Print
In-Order traversal without recursion and stack
InOrder
traversal means Left, Root, Right
Thus
once left subtree is fully exhausted, we print the parent and then
move on to right subtree. But since the left subtree does not have a
parent pointer, then we cannot come back to the parent after subtree
has been traversed.
Also,
note the following:
1)
Parent of left subtree is inorder successor of the left subtree.
2)
We do not need to get back to parent after traversing right subtree.
So
if we somehow determine the inorder successor of a subtree when that
subtree is fully traversed, then we shall be able to traverse the
tree fully.
Normally,
this purpose is solved by a stack.
But
we can also temporarily make the tree a threaded binary tree (while
traversing itself) and avoid the use of a stack.

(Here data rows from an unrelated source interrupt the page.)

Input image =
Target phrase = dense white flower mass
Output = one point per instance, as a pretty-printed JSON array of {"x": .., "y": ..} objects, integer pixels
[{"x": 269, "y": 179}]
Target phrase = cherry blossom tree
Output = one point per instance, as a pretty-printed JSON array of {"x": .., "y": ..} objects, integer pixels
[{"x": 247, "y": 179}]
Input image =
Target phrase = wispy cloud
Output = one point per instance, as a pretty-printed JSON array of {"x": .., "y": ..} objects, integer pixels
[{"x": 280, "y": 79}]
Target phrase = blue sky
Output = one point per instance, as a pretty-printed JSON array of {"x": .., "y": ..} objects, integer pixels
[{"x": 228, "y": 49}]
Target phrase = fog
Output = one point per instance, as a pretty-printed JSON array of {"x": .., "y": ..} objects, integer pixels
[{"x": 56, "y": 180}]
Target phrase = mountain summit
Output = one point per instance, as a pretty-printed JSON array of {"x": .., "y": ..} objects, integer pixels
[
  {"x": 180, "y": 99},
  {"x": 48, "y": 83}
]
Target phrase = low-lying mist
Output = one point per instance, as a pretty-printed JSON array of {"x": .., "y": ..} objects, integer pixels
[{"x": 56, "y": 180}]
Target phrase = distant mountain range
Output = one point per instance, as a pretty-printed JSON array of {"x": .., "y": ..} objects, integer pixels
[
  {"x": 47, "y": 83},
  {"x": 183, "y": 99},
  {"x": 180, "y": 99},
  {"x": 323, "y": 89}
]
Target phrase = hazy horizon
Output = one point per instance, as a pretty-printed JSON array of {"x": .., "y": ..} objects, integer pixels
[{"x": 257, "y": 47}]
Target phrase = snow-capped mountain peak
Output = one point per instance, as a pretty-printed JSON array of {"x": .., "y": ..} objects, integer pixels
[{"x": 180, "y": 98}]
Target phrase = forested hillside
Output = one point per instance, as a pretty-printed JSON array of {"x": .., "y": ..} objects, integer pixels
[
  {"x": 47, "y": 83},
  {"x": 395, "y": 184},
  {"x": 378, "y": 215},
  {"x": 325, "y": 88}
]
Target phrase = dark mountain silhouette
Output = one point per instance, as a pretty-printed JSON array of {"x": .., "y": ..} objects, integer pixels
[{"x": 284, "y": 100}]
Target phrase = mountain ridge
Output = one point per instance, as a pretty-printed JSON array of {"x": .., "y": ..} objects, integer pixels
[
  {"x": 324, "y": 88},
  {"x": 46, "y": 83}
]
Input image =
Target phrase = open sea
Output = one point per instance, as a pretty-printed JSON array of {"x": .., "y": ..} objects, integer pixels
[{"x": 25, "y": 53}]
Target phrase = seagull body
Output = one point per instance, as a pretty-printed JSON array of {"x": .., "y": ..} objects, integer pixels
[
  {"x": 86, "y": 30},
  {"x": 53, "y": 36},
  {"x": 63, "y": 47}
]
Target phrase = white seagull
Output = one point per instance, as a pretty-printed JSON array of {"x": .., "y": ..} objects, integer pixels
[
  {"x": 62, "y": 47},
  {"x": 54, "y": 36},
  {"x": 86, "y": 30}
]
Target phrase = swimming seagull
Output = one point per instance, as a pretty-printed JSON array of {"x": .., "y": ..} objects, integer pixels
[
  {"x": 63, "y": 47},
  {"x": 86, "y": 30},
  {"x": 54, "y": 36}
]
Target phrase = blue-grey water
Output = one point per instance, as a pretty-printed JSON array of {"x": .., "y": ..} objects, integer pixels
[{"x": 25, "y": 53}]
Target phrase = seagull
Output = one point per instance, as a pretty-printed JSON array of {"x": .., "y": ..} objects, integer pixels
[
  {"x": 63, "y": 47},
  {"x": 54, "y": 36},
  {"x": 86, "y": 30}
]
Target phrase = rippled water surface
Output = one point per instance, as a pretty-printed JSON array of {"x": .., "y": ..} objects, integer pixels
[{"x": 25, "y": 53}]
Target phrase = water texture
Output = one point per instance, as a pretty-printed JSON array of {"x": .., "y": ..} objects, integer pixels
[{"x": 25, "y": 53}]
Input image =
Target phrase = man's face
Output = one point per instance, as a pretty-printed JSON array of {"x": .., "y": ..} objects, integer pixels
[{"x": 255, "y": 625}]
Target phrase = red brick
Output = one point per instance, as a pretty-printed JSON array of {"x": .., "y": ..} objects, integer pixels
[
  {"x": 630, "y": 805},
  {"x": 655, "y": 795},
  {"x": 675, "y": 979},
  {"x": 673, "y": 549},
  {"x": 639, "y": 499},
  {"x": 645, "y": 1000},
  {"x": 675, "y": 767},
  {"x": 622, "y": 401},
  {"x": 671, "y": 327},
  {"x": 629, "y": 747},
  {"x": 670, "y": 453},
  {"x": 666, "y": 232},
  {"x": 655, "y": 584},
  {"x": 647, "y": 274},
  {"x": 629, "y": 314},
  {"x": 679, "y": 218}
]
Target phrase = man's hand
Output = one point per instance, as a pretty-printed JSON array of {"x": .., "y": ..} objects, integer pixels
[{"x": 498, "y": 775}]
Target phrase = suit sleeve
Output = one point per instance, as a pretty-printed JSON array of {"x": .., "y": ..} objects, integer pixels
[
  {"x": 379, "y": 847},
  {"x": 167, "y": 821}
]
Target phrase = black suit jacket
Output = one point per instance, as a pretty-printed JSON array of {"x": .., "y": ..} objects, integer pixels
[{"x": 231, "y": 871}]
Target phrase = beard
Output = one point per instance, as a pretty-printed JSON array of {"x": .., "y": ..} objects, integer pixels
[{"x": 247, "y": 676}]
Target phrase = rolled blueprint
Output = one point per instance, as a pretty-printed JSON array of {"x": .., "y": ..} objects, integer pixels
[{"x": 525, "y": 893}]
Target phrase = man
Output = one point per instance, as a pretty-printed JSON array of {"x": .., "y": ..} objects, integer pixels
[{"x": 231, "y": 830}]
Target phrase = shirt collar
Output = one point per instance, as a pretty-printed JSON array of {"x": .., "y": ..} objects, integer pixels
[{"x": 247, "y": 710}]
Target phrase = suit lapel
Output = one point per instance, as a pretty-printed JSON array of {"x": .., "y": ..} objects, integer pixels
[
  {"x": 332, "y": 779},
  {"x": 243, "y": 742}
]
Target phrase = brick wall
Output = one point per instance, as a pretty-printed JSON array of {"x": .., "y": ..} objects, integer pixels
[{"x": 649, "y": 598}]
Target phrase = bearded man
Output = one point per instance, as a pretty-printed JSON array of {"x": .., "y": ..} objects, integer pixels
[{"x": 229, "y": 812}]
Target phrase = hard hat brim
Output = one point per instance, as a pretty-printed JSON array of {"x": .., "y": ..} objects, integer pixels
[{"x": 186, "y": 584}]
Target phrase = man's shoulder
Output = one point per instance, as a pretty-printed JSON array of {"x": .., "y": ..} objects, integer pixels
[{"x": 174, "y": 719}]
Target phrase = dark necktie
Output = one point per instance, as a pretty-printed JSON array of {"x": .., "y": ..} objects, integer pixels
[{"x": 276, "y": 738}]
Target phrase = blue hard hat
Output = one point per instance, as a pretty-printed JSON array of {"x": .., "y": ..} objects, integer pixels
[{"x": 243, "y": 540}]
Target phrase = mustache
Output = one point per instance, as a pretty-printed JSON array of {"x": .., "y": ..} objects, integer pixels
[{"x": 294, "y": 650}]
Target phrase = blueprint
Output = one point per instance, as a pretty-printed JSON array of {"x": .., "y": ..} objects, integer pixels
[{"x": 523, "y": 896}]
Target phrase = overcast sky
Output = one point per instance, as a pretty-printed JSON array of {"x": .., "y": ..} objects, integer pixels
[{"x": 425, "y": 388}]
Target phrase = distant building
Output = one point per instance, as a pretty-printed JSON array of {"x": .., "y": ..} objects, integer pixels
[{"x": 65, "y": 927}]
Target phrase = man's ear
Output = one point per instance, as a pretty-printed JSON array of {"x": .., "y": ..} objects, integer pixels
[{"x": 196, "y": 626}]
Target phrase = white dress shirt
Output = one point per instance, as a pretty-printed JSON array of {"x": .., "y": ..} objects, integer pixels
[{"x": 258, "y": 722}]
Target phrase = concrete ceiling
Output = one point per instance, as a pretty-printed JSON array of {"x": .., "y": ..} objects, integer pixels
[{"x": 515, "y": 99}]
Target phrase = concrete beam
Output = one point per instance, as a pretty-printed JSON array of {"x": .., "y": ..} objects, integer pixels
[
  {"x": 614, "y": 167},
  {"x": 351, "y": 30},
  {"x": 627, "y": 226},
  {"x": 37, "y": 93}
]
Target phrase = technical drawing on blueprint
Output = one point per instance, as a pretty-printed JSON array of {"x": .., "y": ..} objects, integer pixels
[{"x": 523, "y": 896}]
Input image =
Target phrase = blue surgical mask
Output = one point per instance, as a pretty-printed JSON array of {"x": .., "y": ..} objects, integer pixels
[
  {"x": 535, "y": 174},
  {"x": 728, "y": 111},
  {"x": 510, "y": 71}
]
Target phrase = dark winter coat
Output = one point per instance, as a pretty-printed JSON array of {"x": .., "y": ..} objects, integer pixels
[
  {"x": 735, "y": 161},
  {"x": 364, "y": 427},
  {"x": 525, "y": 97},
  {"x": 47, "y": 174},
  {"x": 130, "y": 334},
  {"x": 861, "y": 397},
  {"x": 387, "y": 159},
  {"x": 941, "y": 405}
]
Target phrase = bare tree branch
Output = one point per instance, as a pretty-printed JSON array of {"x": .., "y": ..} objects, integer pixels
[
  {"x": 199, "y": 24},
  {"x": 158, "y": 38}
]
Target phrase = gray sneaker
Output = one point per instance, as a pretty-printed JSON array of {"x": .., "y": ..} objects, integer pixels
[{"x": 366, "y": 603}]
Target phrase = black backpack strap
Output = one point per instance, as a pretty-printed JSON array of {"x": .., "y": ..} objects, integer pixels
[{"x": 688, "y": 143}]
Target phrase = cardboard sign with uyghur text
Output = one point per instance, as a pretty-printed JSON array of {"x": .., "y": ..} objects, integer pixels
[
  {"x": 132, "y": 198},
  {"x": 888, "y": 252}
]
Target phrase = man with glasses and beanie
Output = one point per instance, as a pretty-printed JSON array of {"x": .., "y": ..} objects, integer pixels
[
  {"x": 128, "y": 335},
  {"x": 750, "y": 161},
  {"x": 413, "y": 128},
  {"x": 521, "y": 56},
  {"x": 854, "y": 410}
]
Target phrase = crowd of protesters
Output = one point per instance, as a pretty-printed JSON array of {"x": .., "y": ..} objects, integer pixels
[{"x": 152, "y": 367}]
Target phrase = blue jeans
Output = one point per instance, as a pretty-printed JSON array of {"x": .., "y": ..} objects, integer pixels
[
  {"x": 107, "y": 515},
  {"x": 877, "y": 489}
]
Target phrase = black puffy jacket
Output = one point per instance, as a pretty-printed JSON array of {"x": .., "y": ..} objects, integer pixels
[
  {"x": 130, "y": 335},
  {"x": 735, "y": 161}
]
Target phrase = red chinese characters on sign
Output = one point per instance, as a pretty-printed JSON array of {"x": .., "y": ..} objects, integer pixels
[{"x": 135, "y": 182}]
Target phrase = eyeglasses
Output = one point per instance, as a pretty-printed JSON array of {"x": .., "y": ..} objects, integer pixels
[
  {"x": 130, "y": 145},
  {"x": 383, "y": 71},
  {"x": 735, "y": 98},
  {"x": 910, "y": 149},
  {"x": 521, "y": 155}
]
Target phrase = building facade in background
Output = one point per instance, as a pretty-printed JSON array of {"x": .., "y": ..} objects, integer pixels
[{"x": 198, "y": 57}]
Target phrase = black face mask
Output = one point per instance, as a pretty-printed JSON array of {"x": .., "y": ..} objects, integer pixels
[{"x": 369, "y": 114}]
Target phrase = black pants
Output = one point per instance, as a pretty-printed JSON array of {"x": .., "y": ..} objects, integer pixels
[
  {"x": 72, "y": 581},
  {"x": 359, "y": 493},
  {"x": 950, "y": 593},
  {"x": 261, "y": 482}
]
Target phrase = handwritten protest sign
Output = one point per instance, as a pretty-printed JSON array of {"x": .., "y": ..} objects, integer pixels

void MorrisTraversal (Node root)
{
Node curr = root;
while (curr != null)
{
if (curr.left != null)
{
// find inorder predecessor of left subtree
Node pre = curr.left;
while (pre.right != null && pre.right != curr)
{
pre = pre.right;
}
if (pre.right == null)
{
// Threaded property for this node was not set. Set it now
pre.right = curr;
curr = curr.left; // Thread created. Switch to this subtree now
} else
{
// This means pre.right = curr
// Which implies that thread for this was set already,
// So we do not need to traverse this subtree again
pre.right = null; // reset the thread we created earlier
print (curr);
curr = curr.right;
}
} else
{
// no left subtree, print yourself and get to right subtree
print (curr);
// we will never get right=null till the end because of above threads
curr = curr.right;
}
}
}
|
|
Morris
traversal shown above avoids the use of a stack but is also more time
consuming since we need to traverse the tree for creating and
deleting threads.
For
a subtree with ‘N’ nodes, one has to traverse
approximately logN nodes to create/delete the thread.
However,
that time can be thought of as comparable to the creation of new
nodes, push and pop operations in the stack.
|